Enflasyonda gözlenen yükselişte; jeopolitik gelişmelerin yol açtığı enerji maliyeti artışlarının gecikmeli ve dolaylı etkileri, ekonomik temellerden uzak fiyatlama oluşumlarının etkileri, küresel enerji, gıda ve tarımsal emtia fiyatlarındaki artışların oluşturduğu güçlü negatif arz şokları etkili olmaya devam etmektedir.
Kurul, sürdürülebilir fiyat istikrarı ve finansal istikrarın güçlendirilmesi için atılan ve kararlılıkla uygulanan adımlar ile birlikte, küresel barış ortamının yeniden tesis edilmesiyle dezenflasyonist sürecin başlayacağını öngörmektedir.
Azalan dış talebin etkileri izleniyor
Azalan dış talebin toplam talep koşulları ve üretim üzerindeki etkileri yakından izlenmektedir. Küresel büyümeye yönelik belirsizliklerin ve jeopolitik risklerin daha da arttığı bir dönemde sanayi üretiminde yakalanan ivmenin ve istihdamdaki artış trendinin sürdürülmesi açısından finansal koşulların destekleyici olması kritik önem arz etmektedir. Bu çerçevede Kurul, politika faizinin 150 baz puan düşürülmesine karar vermiştir.
Kredi, teminat ve likidite politika adımları kullanılmaya devam edilecek
Kurul, takip eden toplantıda da benzer bir adım atıldıktan sonra faiz indirim döngüsünün sona erdirilmesini gündeme almıştır. Fiyat istikrarının sürdürülebilir bir şekilde kurumsallaşması amacıyla TCMB’nin tüm politika araçlarında kalıcı ve güçlendirilmiş liralaşmayı teşvik eden geniş kapsamlı bir politika çerçevesi gözden geçirme süreci devam etmektedir.
Değerlendirme süreçleri tamamlanan kredi, teminat ve likidite politika adımları para politikası aktarım mekanizmasının etkinliğinin güçlendirilmesi için kullanılmaya devam edilecektir.
TCMB, fiyat istikrarı temel amacı doğrultusunda enflasyonda kalıcı düşüşe işaret eden güçlü göstergeler oluşana ve orta vadeli yüzde 5 hedefine ulaşıncaya kadar elindeki tüm araçları liralaşma stratejisi çerçevesinde kararlılıkla kullanmaya devam edecektir.

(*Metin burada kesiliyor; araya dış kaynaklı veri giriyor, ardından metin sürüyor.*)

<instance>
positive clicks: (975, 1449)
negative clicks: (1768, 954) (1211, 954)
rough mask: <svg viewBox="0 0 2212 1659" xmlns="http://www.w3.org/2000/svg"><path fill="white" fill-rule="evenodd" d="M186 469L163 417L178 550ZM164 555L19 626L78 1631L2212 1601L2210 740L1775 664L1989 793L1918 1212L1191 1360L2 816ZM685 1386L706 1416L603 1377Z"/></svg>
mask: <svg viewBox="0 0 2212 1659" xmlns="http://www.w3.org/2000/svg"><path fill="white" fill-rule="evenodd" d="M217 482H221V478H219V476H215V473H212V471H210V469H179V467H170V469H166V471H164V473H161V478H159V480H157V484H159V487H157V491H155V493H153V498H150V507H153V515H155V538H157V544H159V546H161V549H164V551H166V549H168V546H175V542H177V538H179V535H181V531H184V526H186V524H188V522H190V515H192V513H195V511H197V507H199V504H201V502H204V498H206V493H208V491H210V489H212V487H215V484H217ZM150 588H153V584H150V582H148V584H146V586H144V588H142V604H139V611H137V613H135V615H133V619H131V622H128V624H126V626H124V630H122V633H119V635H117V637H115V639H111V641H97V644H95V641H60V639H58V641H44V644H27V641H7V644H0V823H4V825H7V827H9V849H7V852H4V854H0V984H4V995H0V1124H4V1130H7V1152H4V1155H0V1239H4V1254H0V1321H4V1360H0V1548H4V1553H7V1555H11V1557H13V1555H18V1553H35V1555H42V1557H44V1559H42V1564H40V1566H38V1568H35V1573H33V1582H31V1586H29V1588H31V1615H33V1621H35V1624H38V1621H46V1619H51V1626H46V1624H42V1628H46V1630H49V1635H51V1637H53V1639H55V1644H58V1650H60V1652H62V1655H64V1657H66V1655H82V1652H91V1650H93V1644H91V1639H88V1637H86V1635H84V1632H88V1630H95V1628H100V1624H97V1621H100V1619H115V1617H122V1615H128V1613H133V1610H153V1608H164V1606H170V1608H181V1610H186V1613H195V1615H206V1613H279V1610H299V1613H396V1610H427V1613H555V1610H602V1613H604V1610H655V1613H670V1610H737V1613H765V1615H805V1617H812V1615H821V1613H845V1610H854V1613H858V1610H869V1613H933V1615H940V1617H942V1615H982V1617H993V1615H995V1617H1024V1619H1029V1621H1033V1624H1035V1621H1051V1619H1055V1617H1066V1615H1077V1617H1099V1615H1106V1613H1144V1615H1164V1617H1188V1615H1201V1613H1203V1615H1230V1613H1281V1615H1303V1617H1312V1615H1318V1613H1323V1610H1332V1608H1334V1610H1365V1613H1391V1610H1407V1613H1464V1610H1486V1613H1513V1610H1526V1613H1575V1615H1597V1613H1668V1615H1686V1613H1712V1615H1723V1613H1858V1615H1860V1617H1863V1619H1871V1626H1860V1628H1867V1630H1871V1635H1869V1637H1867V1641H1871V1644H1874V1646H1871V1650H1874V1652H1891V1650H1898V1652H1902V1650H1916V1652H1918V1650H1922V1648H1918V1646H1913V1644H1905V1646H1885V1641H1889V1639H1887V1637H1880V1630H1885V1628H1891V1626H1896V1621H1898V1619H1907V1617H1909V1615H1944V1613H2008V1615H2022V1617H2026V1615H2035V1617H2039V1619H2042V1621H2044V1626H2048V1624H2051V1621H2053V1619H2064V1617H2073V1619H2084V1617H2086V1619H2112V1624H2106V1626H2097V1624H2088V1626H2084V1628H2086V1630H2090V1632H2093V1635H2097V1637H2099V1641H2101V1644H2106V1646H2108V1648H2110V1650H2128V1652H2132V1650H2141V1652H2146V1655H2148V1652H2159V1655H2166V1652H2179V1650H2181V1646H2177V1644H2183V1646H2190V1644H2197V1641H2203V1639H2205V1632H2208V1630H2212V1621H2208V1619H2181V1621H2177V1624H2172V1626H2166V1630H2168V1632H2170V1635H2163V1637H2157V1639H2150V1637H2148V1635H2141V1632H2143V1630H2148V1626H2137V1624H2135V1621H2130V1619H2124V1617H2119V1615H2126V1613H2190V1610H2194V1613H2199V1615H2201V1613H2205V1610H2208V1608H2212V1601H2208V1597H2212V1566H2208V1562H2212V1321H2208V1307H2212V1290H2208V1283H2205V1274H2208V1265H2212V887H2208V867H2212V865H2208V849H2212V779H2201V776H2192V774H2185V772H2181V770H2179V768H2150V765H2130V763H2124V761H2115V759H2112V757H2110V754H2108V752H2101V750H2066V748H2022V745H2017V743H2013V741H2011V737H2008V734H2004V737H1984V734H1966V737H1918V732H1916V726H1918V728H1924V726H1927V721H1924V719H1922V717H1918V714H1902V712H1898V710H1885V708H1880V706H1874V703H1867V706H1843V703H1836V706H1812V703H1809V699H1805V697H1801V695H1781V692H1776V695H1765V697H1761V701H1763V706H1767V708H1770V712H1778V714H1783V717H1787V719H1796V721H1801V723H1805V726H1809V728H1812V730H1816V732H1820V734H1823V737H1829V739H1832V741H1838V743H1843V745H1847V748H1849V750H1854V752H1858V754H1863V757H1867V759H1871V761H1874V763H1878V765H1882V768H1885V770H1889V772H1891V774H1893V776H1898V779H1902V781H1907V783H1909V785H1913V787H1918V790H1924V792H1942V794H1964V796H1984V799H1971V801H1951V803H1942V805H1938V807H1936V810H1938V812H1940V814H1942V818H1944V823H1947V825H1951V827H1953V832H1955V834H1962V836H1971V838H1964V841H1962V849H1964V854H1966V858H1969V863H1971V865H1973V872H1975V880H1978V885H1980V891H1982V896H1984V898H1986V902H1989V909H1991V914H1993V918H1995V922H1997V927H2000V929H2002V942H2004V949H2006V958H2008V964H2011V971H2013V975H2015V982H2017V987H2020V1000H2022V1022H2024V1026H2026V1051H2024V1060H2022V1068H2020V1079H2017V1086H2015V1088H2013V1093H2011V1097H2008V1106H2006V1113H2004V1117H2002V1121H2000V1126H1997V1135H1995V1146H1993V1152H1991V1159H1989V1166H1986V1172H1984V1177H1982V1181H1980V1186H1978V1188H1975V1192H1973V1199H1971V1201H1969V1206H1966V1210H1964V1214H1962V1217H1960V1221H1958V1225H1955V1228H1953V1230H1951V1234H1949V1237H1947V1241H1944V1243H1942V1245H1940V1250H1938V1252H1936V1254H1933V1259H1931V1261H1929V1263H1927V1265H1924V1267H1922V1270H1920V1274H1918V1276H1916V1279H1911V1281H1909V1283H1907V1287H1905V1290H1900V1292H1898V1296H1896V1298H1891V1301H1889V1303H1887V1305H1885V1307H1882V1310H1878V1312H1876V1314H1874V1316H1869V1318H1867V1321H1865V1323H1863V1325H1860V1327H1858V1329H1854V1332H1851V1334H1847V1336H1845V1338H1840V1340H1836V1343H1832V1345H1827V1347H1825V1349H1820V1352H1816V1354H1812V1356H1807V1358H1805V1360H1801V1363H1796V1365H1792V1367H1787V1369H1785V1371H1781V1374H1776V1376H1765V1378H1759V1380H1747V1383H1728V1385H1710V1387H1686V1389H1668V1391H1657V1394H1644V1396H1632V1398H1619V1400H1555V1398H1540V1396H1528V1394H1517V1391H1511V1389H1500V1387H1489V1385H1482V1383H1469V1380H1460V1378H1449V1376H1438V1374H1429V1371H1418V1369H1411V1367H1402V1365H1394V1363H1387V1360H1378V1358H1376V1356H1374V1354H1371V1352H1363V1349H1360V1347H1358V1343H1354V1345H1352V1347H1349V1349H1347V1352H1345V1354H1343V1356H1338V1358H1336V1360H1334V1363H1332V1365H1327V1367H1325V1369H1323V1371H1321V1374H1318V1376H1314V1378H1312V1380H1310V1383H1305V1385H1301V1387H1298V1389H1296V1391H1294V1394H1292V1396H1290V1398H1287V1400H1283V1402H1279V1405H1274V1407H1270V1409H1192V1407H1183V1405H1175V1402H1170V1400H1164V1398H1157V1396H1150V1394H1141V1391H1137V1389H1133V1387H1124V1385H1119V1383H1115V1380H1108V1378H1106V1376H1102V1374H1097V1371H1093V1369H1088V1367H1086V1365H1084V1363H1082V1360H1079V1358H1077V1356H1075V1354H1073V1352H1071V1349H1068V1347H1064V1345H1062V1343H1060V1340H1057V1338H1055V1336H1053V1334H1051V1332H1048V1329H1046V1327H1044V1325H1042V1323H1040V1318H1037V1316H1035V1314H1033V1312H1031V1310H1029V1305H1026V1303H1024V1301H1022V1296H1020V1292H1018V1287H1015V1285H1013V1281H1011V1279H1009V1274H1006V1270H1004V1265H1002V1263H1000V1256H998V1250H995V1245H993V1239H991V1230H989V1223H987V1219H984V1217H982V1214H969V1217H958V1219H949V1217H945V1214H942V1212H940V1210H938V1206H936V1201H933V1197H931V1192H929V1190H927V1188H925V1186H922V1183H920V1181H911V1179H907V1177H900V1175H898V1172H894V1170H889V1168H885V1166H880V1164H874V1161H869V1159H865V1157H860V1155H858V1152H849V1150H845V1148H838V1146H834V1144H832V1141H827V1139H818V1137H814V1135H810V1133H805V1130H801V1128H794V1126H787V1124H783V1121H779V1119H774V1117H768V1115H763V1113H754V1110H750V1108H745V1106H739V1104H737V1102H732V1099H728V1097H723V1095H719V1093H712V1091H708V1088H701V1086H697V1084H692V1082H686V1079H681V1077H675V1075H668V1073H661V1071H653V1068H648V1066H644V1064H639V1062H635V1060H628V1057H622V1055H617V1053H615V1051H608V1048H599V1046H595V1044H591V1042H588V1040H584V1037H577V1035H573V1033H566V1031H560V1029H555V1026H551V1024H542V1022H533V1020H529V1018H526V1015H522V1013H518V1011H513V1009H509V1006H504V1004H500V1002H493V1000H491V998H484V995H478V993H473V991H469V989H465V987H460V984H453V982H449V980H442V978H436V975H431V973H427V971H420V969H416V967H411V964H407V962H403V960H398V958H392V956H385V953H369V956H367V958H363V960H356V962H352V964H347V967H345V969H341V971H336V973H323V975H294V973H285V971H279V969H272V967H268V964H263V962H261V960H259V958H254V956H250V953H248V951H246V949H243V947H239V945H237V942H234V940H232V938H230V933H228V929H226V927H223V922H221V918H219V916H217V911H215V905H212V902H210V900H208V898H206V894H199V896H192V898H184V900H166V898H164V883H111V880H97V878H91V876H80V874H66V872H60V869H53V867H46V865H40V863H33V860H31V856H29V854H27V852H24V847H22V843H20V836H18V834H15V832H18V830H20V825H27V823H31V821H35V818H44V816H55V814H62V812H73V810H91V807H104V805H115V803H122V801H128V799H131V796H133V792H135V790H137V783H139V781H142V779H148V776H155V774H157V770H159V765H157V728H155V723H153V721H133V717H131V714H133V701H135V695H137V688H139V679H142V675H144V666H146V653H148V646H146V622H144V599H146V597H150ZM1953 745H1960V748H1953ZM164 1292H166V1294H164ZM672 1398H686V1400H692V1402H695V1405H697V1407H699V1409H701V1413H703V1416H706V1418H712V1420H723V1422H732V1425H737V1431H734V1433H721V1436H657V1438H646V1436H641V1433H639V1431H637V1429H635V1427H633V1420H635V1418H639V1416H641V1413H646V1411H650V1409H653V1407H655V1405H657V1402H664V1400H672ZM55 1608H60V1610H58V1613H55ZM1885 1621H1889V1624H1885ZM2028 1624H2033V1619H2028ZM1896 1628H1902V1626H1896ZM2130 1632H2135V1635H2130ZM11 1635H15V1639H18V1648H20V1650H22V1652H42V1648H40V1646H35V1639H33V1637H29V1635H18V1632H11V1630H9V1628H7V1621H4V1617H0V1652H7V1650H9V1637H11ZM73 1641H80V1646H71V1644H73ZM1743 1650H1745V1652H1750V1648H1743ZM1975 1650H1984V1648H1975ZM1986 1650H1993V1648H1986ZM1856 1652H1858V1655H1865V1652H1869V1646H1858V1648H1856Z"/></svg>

Fiyatlar genel düzeyinde sağlanacak istikrar, ülke risk primlerindeki düşüş, ters para ikamesinin ve döviz rezervlerindeki artış eğiliminin sürmesi ve finansman maliyetlerinin kalıcı olarak gerilemesi yoluyla makroekonomik istikrarı ve finansal istikrarı olumlu etkileyecektir. Böylelikle, yatırım, üretim ve istihdam artışının sağlıklı ve sürdürülebilir bir şekilde devamı için uygun zemin oluşacaktır.”